What is a Firewall?
A firewall is a network security system that monitors incoming and outgoing traffic based on pre-established rules. It blocks unsolicited incoming network connections, checks for malware and viruses, and filters outgoing network data packets to prevent unwanted information leaks. Without a firewall, your computers, devices and personal data are vulnerable to attack from cybercriminals.
Originally, firewalls were hardware appliances, but today most are software-based (also called FWaaS) or cloud-hosted. Many operating systems come with a built-in firewall feature, and you can buy firewall software from your local computer store or from an online vendor.
Firewalls are categorized by how they filter network traffic, based on the OSI model of communications.
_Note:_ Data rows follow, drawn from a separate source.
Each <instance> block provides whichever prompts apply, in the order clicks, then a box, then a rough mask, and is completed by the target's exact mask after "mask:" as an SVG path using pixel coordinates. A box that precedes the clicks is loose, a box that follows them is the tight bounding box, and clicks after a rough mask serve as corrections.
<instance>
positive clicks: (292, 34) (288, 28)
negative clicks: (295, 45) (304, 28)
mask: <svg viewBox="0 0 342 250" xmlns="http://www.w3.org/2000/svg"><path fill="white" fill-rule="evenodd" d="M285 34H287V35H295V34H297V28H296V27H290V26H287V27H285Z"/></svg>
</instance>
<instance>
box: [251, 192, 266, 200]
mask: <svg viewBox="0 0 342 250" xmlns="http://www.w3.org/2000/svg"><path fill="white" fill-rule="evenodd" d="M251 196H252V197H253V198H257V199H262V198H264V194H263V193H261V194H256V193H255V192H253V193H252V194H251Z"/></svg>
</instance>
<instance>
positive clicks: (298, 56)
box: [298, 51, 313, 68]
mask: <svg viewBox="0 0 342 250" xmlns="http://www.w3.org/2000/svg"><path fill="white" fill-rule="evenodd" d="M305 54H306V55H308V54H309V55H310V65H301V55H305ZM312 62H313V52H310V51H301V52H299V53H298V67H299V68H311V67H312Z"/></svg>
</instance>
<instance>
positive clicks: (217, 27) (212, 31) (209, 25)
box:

The first generation of firewalls operated at the network layer (layer 3), allowing or blocking individual data packets based on their source IP address, destination IP address and port, and protocol. They also checked the contents of a data packet and whether the packet was part of an existing connection. This prevented illegitimate traffic from entering the network and stopped many types of malware attacks.
A more sophisticated approach to filtering is used by stateful inspection firewalls, which operate at the transport layer (layer 4). These firewalls keep a list of open connections and evaluate new data packets based on how well they match the established connection records. This is designed to minimize the number of established connections and reduce performance overhead, but it leaves the door open for denial-of-service (DoS) attacks that exploit ongoing, unmonitored connections.